By Sandra Schulman
BOCA RATON — In an art career that spanned 40 years and major cities, Kathleen Goncharov served for 14 of those years as the senior curator at the Boca Raton Museum of Art, where she curated more than 30 exhibitions featuring notable artists of national and international acclaim.
Ms. Goncharov died Dec. 31 at her home in Boca Raton, family members said. She was 73.
She retired from the museum in 2025. Irvin Lippman, former executive director of the Boca Raton Museum, said in a prepared statement:
“Kathy Goncharov was instrumental in installing galleries that were welcoming, as though you were entering an engaging conversation among artworks. It was her ability as a curator, and as a talented artist herself, that created this lively rapport.”
Lippman said Ms. Goncharov’s legacy “remains in the acquisition of many keystone artworks that remain on view at the museum, such as the 140-foot mural by Odili Donald Odita in the museum’s Ohnell Sculpture Garden, the monumental painting by Charles McGill (the last work the artist created before his untimely death), and the 30-foot tall cloud mural on the west side of the building by the Fluxus artist Geoffrey Hendricks that thousands of people drive by every day on Federal Highway.”
“In recent years, collectors, such as the late Agnes Gund, recognized her friendship and profound respect for Kathy by donating in her honor several artworks for the community to enjoy and pay tribute to Kathy Goncharov,” Lippman said.
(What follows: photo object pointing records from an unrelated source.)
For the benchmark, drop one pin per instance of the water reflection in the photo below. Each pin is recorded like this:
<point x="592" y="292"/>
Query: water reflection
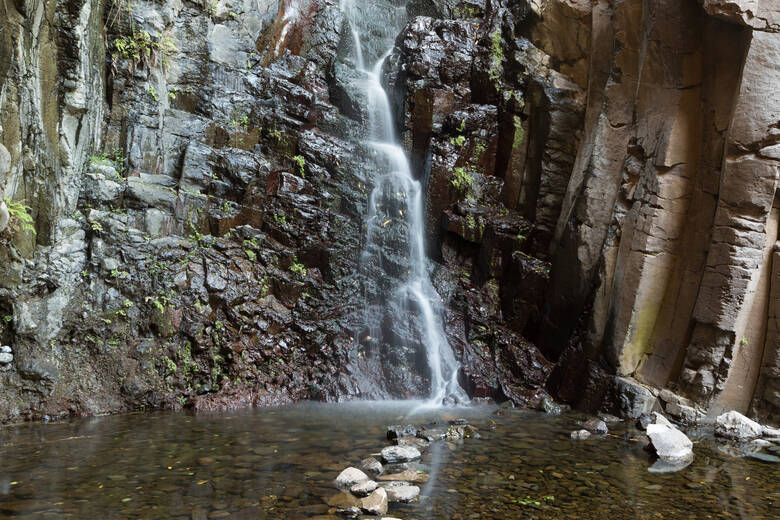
<point x="280" y="463"/>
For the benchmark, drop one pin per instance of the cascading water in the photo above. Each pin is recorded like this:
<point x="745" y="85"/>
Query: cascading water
<point x="398" y="195"/>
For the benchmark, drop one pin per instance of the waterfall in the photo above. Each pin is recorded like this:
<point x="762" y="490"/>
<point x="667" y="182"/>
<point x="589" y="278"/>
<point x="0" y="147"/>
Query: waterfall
<point x="397" y="194"/>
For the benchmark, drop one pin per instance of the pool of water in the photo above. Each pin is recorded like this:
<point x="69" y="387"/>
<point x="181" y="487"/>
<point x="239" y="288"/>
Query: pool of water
<point x="279" y="463"/>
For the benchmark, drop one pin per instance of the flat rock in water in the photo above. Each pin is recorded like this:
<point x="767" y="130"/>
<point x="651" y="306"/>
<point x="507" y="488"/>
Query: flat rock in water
<point x="409" y="475"/>
<point x="596" y="425"/>
<point x="343" y="499"/>
<point x="396" y="431"/>
<point x="764" y="457"/>
<point x="417" y="442"/>
<point x="734" y="425"/>
<point x="671" y="445"/>
<point x="402" y="493"/>
<point x="363" y="488"/>
<point x="393" y="454"/>
<point x="371" y="465"/>
<point x="375" y="503"/>
<point x="349" y="477"/>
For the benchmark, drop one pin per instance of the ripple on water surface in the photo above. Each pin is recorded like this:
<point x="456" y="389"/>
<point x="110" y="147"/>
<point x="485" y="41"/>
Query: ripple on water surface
<point x="280" y="463"/>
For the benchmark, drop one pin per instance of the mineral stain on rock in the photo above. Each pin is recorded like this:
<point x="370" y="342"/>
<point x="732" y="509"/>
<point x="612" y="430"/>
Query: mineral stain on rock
<point x="185" y="192"/>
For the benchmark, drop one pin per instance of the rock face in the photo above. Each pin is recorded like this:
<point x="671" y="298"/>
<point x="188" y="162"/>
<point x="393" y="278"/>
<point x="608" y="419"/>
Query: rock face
<point x="734" y="425"/>
<point x="671" y="445"/>
<point x="598" y="178"/>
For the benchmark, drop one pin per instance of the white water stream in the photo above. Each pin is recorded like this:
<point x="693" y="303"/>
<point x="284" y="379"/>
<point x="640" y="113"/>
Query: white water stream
<point x="398" y="182"/>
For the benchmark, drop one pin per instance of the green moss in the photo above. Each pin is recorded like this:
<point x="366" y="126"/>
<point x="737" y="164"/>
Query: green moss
<point x="19" y="216"/>
<point x="461" y="179"/>
<point x="301" y="163"/>
<point x="519" y="133"/>
<point x="497" y="52"/>
<point x="298" y="268"/>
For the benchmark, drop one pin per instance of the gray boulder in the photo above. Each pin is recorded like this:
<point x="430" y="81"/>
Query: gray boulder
<point x="671" y="445"/>
<point x="734" y="425"/>
<point x="394" y="454"/>
<point x="349" y="477"/>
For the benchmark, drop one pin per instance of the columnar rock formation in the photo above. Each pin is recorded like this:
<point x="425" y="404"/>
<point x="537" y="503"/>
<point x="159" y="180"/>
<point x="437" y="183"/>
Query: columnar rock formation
<point x="600" y="183"/>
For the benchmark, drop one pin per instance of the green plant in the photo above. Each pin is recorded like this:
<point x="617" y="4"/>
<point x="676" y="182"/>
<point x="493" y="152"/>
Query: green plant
<point x="458" y="141"/>
<point x="142" y="49"/>
<point x="297" y="267"/>
<point x="461" y="180"/>
<point x="300" y="162"/>
<point x="497" y="51"/>
<point x="19" y="218"/>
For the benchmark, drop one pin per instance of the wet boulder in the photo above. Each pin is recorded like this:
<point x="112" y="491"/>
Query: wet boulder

A native of Michigan who held degrees from Central Michigan University and the University of Michigan, Ms. Goncharov began her career in New York City in 1980 as the curator at Linda Goode Bryant’s Just Above Midtown (JAM) Gallery. At JAM, she organized performances and exhibitions. She went on to serve as director of exhibitions at Creative Time, bringing art beyond the walls of traditional institutions and into the colorful fabric of New York.
She organized multiple exhibits of Art on the Beach, Art in the Anchorage, and projects staged in unusual spaces in the city — initiatives that have become the hallmark of Creative Time to make contemporary art both public and experimental.
From 1987 to 2000, Ms. Goncharov was curator of The New School Art Collection, where she operated at the intersection of art and education. She later served as public art curator at the MIT List Visual Arts Center, overseeing MIT’s Percent-for-Art Program and commissioning permanent works to integrate contemporary art into the holdings of a major research university. She also served as adjunct curator at the Nasher Museum of Art at Duke University, where she curated the museum’s first contemporary exhibition in its new building.
Ms. Goncharov was executive director/artistic director of the Brodsky Center for Innovative Editions at Rutgers University from 2007-2011. She was responsible for selecting international artists to work in collaboration with the center’s master printers and papermakers to create new editions. She led the center’s advisory committee and guided outreach through exhibitions and educational collaborations; she placed editions and artists’ books in major collections including the Metropolitan Museum of Art and the Museum of Modern Art.
A major highlight of her 40-year career was in 2002, when she was appointed United States Commissioner for the 50th Venice Biennale, for which she selected artist Fred Wilson to represent the U.S. This was a solid recognition of her international stature, and her commitment to artists whose work interrogates history, power, and institutional structures. She curated and organized exhibitions and projects internationally, including in Cairo, Rio de Janeiro, New Delhi, Bologna, Venice, and Rome, extending her commitment to global dialogue and cross-cultural exchange.
Gracie Mansion, pioneer of the 1980s East Village art scene, art consultant, curator, and adviser to individuals, museums, and corporations worldwide, was a longtime friend of Ms. Goncharov, who also was an artist herself.
“Kathy Goncharov was a loyal friend and a generous spirit who freely shared her friends and her knowledge. When we stayed together in Venice at the offices of the Emily Harvey Foundation, it would inevitably end up with someone sleeping on the couch and another sharing a bed. She never said no to anyone and at some point in the stay, she would cook a fantastic meal for the ‘extended family,’” Mansion wrote in a prepared statement.
“Kathy Goncharov was a visionary. She recognized talent early and went against the norms. A contemporary curator, she built on a depth of knowledge of the past. This duality informed her curatorial vision, making it accessible to many levels of viewers. She worked quietly, and in the future, historians will come face to face with an indisputable mountain of truth and beauty that is her legacy.”
News reports said Ms. Goncharov is survived by her longtime partner, Charles Doria, and numerous family members.